Nettoyage humain dans Saint-Roch

C’est ce qu’ont déclaré les responsables du RAIIQ, au cours de leur action « Droit de cité », qui a rassemblé près d’une centaine de citoyens devant le parvis de l’Église St-Roch, le 4 octobre dernier.

Le coordonnateur de l’organisme, Frédéric Keck, estime que les personnes itinérantes reçoivent des contraventions pour des infractions mineures, qui sont rarement sanctionnées par les policiers lorsqu’elles sont commises par d’autres citoyens, comme flâner, cracher ou jeter des mégots.

«Une personne itinérante risque d’avoir une contravention pour flânage ou mauvaise utilisation d’un lieu public juste parce qu’elle est sur un banc de parc pendant quelques heures. Et pourtant, ce ne sera pas le cas pour un citoyen dit normal», a-t-il illustré.

Selon lui, cette répression est de plus en plus fréquente et structurée dans les rues de Québec. Il qualifie même le phénomène de «nettoyage» visant à rendre les rues «plus attrayantes» pour les résidants et les touristes.

 «Avec la revitalisation des quartiers centraux, on tente d’exclure les personnes itinérantes des lieux publics, a-t-il mentionné.  Au nom du développement et du sentiment de sécurité, des citoyens voient leur droit d’occuper un espace public bafoué. C’est inacceptable», s’est-il insurgé.  

Invité à réagir aux propos des responsables du RAIIQ, François Bouchard, du service des communications de la police de Québec, a mentionné que les interventions policières sont toujours faites en fonction des comportements des citoyens et non en fonction de leur situation sociale. «La réglementation est la même pour tout le monde», a-t-il déclaré.

Problème de judiciarisation

Qu’elles soient méritées ou non, il n’en demeure pas moins que les contraventions remises aux personnes itinérantes restent généralement impayées. La conséquence de ces non-paiements est la judiciarisation, dont l’issue est souvent l’incarcération. Pour payer leur dette, les personnes itinérantes doivent donc passer du temps derrière les barreaux.

Philippe Patenaude, un jeune homme de 19 ans, qui a longtemps vécu dans les rues de Québec, connaît très bien cette situation. «Je n’ai pas assez de doigts pour compter les  personnes que je connais qui sont allées en prison parce qu’elles ne pouvaient pas payer leur contravention», a-t-il souligné.
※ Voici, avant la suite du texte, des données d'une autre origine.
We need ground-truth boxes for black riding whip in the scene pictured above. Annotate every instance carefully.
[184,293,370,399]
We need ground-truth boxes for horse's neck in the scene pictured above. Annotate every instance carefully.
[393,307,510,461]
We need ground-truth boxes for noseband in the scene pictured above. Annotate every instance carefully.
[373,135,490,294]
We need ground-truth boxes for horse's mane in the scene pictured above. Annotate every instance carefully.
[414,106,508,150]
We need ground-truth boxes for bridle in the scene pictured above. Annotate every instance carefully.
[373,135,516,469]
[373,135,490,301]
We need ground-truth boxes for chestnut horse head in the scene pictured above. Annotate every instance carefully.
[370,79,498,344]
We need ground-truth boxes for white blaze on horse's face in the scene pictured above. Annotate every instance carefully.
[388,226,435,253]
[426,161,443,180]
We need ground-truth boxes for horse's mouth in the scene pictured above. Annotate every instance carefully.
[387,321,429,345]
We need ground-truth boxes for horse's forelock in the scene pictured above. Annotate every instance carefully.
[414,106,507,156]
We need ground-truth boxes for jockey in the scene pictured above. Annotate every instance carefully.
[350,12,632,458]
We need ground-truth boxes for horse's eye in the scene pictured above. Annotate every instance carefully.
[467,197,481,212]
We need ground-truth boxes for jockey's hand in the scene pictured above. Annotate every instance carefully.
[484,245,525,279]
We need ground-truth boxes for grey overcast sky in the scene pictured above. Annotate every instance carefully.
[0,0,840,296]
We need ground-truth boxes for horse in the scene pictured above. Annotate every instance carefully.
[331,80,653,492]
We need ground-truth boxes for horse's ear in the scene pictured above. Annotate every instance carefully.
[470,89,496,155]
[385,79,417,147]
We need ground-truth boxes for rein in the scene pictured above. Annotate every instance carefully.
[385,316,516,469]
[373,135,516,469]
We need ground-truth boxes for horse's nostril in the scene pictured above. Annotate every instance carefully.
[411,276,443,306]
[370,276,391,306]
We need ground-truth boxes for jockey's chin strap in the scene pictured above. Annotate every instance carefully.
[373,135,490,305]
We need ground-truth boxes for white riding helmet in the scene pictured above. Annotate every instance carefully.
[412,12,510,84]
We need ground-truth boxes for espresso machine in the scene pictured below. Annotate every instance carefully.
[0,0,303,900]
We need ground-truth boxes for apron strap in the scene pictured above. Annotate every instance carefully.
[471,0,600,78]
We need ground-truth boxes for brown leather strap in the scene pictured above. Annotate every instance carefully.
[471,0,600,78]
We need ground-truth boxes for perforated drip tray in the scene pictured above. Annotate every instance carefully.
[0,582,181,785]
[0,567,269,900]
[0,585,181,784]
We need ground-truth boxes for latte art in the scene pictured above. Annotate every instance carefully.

Steve Lalonde, organisateur communautaire au RAIIQ, considère que ce phénomène est complètement improductif. «En agissant de la sorte, on marginalise davantage les itinérants, tout en augmentant les coûts du système carcéral», a-t-il mentionné. «L’approche répressive de l’État pour gérer l’itinérance a donc des coûts sociaux et économiques énormes», a-t-il poursuivi.  

Selon lui, il faudrait plutôt «renoncer» à certains règlements municipaux relatifs aux espaces publics pour s’attaquer au problème de la judiciarisation des personnes itinérantes.

Rappelons que, dans son rapport déposé en novembre 2009, la Commission parlementaire de la santé et des services sociaux sur l’itinérance au Québec avait reconnu l’improductivité de la judiciarisation dans la lutte contre l’itinérance. Elle s’était cependant opposée à l’idée de mettre fin à la délivrance de contraventions aux personnes itinérantes pour les atteintes aux règlements municipaux.